NAPOLI (fm) – <<Un dramma degli equivoci di tipo Kafkiano>>. Questo il giudizio del consigliere regionale di Fratelli d’Italia, Alfonso Piscitelli, sulla situazione in cui versa la sanità in Campania. Piscitelli non ha dubbi: <dopo il declassamento della pandemia è uscita fuori la vera emergenza campana: una sanità devastata>>. Il consigliere di opposizione ne ha per tutti: dall’onorevole Fiola (<<perché non ha denunciato la manipolazione delle liste di attesa infinite di cui parla?>>) all’assessore Cinque (<<esperto economista che per glissare il disastroso risultato butta la croce sul pubblico mentre finora è stato il solerte paladino del privato).
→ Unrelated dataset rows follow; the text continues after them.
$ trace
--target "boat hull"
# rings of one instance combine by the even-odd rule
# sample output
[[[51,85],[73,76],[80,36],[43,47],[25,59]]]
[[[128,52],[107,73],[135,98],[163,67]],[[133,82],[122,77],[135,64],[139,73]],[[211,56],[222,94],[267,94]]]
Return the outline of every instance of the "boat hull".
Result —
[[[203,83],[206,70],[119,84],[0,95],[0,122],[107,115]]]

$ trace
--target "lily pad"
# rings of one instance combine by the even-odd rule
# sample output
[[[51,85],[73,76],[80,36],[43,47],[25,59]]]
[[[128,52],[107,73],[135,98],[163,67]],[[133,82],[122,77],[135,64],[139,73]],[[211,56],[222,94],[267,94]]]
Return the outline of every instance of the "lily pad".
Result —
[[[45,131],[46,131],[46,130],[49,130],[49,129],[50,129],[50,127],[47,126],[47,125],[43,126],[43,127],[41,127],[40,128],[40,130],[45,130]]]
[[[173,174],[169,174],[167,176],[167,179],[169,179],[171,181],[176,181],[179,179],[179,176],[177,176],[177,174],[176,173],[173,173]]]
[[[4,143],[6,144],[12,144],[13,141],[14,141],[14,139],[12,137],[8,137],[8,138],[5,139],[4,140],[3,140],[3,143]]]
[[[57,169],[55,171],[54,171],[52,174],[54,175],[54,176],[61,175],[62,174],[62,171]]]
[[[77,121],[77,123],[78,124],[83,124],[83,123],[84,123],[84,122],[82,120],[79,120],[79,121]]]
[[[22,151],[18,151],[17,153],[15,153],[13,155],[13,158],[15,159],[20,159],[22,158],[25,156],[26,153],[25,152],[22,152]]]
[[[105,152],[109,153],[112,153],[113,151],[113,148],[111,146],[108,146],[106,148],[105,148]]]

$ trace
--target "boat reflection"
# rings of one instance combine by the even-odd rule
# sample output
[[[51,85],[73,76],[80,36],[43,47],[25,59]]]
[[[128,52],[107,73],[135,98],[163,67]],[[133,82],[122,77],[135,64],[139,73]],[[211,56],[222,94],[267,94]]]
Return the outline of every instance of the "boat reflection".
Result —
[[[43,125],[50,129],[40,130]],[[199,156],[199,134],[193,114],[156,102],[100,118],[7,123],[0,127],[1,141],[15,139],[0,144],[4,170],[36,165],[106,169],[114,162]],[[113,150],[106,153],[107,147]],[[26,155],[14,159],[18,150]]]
Senza dimenticare il presidente del consiglio regionale Gennaro Oliviero che, secondo Piscitelli, <<oggi riconosce che la rete oncologica non funziona, che sta solo sulla carta, ammettendo che intanto gli ammalati muoiono>>) e l’onorevole Picarone (<<sento dire da lui che la nuova formula sui tetti di spesa determina effetti addirittura peggiori della precedente. E perché non interviene visto che è presidente della Commissione Bilancio e dovrebbe sapere che il Piano di recupero delle liste di attesa che dà soldi alle Aziende per fare le cose che avrebbero già dovuto fare fa sorridere>>. Per Piscitelli, <<la verità è che la gente nel pubblico non va perché lì manca tutto , perché bisogna fare la fila e aspettare turni interminabili mentre qualche amico degli amici viene visitato e curato anche senza impegnativa>>. Non poteva poi mancare l’onorevole Borrelli che <<da perenne censore – afferma il consigliere di FdI – finisce sempre per sostenere una maggioranza da cui poi si dissocia>>. L’ultimo affondo è riservato al governatore De Luca. <<Finite le filippiche televisive – conclude Piscitelli – vorrei sapere se è vero che alcune Risonanze magnetiche acquistate anni fa dalla maggiore Asl campana sono ancora in deposito e perché per installare macchinari pubblici ci vogliono tanti anni fino a farli diventare obsoleti>>.